Establishment of hematopoietic cell lineages in NOG mice.
Flow cytometric analysis of leukocytes in the peripheral blood and hematopoietic organs of untreated Hu-NOG (A) and Mo-NOG (B) mice. Rates of leukocyte chimerism in Hu-NOG mice were calculated as the percentage of hCD45+mCD45− cells in the total CD45+ cell population (the sum of human and mouse CD45+ cells). Data represent the mean ± standard deviation (SD; n = 7 or n = 8). Rates of leukocyte chimerism in Mo-NOG mice were calculated as the percentage of mCD45.2+mCD45.1− cells in the total CD45+ cell population (the sum of mCD45.1+ and mCD45.2+ cells). Data represent the mean ± SD (n = 6–8).
Figure 4.
Benzene toxicity in human leukocytes from Hu-NOG mice.
(A) Human leukocytes collected from the peripheral blood and hematopoietic organs of Hu-NOG mice. Upper panel: histogram of hCD45+mCD45− cells in Hu-NOG mice administered 0 (gray), 30 (red), or 300 mg (blue-lined) benzene/kg-b.w./day. Lower panel: numbers of hCD45+mCD45− cells in Hu-NOG mice. Each point represents the mean ± SD of each group (n = 7 or n = 8). * p<0.05 and ** p<0.01 represent significant differences compared with untreated mice, as determined by t tests. (B) Numbers of human myeloid and lymphoid cells in the bone marrow or peripheral blood of Hu-NOG mice. Human myeloid cells were identified as hCD45+mCD45−hCD33+ cells (open square). Human lymphoid cells were identified as hCD45+mCD45−hCD33− cells (solid square). Each point represents the mean of each group (n = 7 or n = 8). * p<0.05 and ** p<0.01 represent significant differences compared with untreated mice as determined by t tests. (C) The percentage of each T cell population in the thymus of Hu-NOG mice. The value was calculated based on the ratio of hCD45+mCD45−hCD33− cells. Individual types of T cells were determined by using combinations of anti-hCD4 and hCD8 antibodies. Values represent means (n = 7 or n = 8).
Figure 5.
Comparison of benzene toxicity in Hu-NOG and Mo-NOG mice.

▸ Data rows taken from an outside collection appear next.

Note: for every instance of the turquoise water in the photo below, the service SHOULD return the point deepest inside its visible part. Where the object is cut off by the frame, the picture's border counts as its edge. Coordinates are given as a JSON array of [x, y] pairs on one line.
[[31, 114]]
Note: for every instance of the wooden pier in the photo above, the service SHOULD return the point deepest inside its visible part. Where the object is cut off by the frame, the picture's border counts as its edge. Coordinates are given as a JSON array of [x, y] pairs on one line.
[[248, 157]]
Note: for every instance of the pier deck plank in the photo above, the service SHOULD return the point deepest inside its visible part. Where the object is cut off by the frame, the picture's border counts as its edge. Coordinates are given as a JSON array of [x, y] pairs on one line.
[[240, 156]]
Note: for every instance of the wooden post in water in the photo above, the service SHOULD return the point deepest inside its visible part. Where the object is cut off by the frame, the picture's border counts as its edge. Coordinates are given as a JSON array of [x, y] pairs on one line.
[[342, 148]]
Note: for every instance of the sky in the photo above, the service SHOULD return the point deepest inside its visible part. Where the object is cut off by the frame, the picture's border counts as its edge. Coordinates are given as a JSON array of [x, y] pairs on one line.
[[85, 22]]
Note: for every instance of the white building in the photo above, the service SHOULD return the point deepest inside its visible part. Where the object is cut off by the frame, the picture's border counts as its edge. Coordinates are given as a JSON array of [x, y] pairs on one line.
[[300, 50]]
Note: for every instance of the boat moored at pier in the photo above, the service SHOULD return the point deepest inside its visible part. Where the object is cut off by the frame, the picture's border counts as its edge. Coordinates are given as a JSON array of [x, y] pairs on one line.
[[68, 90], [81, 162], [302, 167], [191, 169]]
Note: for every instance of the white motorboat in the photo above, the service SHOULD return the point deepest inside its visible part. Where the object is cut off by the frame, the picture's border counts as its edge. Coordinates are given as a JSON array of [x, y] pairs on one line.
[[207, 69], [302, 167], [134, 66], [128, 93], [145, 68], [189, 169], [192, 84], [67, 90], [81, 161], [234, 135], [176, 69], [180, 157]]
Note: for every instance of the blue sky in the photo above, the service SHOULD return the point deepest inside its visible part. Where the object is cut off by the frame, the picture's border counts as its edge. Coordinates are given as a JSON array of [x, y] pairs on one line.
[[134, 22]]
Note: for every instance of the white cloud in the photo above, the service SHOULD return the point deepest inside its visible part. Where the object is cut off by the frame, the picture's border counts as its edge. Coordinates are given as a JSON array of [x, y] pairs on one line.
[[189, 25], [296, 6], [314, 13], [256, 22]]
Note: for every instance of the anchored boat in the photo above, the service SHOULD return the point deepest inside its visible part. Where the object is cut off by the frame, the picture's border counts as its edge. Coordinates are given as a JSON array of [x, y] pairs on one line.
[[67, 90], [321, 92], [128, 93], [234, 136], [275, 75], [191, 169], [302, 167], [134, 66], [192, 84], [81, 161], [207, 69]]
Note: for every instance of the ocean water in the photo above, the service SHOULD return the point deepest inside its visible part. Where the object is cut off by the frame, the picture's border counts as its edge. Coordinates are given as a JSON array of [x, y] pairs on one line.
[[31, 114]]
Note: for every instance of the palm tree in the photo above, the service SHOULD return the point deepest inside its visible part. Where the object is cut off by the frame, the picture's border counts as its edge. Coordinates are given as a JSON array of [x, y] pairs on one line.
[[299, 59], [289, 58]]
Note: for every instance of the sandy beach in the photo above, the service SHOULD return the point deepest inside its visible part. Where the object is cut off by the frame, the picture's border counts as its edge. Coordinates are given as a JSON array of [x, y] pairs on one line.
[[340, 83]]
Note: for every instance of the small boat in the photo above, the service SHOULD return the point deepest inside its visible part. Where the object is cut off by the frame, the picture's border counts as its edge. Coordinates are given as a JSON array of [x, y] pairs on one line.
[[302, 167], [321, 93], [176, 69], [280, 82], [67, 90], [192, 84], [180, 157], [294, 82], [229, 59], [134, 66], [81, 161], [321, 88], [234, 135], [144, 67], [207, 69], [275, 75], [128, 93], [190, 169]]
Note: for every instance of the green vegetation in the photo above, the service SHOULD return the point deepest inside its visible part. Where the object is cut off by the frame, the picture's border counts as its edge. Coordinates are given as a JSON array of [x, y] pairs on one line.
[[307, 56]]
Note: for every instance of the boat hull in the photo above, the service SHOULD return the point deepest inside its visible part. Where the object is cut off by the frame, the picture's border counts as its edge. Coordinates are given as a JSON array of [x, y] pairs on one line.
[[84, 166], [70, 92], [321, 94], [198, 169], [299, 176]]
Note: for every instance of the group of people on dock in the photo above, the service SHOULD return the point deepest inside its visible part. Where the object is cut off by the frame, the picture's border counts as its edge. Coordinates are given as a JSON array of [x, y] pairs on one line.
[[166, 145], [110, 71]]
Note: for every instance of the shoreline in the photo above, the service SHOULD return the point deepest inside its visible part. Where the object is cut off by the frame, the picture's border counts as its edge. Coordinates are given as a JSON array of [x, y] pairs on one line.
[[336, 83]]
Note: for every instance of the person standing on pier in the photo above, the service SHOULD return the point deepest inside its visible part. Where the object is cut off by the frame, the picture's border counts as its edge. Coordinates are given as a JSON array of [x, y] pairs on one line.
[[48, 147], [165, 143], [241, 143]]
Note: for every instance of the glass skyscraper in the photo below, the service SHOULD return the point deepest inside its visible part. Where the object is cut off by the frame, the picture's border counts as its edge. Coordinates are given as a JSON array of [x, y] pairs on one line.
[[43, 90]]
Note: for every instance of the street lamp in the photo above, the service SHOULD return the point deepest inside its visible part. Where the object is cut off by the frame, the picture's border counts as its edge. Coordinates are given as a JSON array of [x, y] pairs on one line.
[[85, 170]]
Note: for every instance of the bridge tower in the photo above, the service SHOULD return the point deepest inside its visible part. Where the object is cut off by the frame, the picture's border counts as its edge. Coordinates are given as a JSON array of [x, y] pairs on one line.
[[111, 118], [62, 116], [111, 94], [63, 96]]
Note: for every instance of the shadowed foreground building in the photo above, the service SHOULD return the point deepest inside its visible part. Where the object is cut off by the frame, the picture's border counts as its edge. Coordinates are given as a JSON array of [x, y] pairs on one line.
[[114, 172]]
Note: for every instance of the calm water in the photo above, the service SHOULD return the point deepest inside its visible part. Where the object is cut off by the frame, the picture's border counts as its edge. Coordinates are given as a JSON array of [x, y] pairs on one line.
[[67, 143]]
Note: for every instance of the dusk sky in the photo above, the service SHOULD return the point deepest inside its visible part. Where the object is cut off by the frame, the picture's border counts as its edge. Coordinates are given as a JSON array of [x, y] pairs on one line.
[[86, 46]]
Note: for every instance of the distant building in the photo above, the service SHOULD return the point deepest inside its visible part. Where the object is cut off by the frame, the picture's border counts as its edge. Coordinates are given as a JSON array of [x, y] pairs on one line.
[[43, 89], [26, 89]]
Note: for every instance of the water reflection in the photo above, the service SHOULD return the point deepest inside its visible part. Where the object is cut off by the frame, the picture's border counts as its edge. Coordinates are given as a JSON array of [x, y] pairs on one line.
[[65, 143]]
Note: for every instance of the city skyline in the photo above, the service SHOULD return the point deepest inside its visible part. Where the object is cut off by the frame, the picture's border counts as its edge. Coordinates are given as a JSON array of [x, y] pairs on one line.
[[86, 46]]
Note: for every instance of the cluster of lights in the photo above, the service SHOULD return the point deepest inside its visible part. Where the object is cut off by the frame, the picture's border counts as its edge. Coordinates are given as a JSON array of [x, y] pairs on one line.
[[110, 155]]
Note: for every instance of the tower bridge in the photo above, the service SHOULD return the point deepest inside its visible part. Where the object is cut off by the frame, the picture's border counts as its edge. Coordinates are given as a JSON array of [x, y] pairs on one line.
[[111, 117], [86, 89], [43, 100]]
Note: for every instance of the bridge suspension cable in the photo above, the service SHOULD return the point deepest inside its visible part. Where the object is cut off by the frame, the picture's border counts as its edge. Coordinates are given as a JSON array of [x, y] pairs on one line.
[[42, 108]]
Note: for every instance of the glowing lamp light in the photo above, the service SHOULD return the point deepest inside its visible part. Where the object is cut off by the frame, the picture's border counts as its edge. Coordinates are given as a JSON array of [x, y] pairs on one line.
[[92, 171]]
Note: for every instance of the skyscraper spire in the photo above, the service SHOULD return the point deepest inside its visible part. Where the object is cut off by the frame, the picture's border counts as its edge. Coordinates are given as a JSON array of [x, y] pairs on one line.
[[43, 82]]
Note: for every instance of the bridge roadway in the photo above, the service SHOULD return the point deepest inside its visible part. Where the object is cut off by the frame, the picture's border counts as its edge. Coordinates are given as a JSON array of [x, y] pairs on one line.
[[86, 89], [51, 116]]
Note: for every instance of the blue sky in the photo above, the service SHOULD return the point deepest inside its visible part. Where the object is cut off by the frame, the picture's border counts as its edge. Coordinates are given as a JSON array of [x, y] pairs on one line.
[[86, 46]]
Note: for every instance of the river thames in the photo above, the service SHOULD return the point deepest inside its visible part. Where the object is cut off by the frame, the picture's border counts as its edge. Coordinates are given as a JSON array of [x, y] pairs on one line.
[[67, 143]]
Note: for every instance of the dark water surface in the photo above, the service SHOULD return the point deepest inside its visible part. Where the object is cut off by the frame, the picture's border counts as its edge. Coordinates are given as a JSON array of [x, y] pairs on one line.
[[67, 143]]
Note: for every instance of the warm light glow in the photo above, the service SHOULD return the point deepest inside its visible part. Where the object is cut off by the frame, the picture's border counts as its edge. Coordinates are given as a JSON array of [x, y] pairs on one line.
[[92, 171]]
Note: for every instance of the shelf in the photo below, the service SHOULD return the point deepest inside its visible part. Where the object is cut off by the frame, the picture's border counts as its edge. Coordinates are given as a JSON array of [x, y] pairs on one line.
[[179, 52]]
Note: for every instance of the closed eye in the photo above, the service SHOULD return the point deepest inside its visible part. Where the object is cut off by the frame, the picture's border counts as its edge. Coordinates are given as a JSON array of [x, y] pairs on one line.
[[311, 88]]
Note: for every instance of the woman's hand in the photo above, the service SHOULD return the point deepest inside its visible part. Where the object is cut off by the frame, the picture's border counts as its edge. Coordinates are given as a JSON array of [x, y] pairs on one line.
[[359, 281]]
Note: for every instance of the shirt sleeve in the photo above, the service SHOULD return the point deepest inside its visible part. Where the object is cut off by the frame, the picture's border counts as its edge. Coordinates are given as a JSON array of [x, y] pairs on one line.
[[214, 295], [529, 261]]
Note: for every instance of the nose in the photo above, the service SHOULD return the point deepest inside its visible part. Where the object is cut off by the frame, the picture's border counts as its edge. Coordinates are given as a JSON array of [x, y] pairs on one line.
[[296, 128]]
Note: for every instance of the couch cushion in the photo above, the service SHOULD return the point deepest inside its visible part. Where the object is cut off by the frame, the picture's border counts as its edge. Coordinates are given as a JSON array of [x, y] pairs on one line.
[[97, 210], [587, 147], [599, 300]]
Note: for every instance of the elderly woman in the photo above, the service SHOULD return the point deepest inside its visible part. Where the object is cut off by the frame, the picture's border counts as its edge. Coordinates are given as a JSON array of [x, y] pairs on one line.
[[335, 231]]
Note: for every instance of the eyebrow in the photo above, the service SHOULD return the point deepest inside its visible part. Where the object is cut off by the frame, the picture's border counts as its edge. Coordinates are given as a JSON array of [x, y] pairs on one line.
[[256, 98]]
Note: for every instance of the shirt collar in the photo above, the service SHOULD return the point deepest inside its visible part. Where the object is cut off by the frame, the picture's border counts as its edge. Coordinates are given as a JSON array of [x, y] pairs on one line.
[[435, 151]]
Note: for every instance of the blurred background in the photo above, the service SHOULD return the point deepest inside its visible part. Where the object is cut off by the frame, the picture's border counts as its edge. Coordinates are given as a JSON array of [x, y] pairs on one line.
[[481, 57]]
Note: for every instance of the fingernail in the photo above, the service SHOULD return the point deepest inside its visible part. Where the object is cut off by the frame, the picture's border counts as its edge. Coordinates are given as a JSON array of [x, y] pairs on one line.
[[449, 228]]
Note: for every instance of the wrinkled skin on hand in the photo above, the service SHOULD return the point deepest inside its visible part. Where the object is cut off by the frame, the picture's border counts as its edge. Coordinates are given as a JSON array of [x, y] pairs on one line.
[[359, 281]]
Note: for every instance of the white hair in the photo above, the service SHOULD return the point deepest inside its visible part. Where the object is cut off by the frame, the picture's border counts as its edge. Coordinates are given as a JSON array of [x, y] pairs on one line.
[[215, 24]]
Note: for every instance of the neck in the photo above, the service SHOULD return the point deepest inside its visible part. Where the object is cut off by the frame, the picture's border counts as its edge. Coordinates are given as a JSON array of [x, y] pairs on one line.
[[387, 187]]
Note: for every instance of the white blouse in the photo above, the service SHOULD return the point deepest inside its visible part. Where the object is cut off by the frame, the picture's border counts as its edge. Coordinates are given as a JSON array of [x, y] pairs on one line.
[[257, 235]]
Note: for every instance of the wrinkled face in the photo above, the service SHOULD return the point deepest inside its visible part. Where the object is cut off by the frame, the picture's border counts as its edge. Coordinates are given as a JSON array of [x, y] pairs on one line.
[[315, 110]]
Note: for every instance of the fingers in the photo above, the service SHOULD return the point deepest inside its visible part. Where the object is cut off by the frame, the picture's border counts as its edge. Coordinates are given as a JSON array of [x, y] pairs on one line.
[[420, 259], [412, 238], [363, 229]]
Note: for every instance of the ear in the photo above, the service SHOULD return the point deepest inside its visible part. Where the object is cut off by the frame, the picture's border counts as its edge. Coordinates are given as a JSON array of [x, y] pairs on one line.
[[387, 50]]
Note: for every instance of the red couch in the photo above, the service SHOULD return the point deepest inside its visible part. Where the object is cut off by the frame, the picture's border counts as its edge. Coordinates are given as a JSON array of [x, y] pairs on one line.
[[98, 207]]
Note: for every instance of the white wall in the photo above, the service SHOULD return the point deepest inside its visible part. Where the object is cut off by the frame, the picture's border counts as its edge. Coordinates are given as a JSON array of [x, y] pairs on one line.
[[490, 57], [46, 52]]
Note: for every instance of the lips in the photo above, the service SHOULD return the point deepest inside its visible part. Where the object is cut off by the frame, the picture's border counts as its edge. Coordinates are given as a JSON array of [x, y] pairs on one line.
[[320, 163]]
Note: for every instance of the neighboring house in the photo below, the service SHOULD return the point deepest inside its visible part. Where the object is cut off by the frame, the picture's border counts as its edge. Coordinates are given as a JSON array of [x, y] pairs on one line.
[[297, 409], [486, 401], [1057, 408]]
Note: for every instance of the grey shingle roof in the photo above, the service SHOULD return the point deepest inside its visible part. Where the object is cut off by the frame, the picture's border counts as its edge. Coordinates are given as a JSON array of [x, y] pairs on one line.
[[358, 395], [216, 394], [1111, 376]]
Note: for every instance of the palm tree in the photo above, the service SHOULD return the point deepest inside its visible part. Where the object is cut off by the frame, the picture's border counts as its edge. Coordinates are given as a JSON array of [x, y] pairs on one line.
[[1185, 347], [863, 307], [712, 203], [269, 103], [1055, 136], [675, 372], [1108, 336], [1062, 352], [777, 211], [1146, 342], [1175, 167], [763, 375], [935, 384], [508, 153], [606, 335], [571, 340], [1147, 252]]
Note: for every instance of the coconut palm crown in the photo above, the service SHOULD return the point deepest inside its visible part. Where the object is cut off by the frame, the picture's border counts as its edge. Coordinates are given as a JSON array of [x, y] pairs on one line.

(A) Ratios of donor cell-derived human or mouse leukocytes in Hu-NOG (Hu) and Mo-NOG (Mo) mice after benzene administration. Each ratio was calculated based on the mean number of leukocytes in untreated Hu-NOG or Mo-NOG mice. (B) Ratios of myeloid (upper) and lymphoid (lower) cells in the bone marrow and peripheral blood of Hu-NOG (Hu) and Mo-NOG (Mo) mice after benzene administration. Each ratio was calculated based on the mean number of myeloid and lymphoid cell in untreated Hu-NOG or Mo-NOG mice. Mouse myeloid cells in Mo-NOG mice were identified as mCD45.2+mCD45.1−mLy6C/6Ghi/mid. Mouse lymphoid cells in Mo-NOG mice were identified as mCD45.2+mCD45.1−mLy6C/6Glo/−. The box plot shows the maximum (top of the vertical line), 75th percentile (top of the box), median (middle line in the box), 25th percentile (bottom of the box), and minimum (bottom of vertical line) values of data (n = 6–8). * p<0.10 represents marginally significant differences between Hu-NOG and Mo-NOG mice, as determined by Mann-Whitney U tests. ** p<0.05 and *** p<0.01 represent significant differences.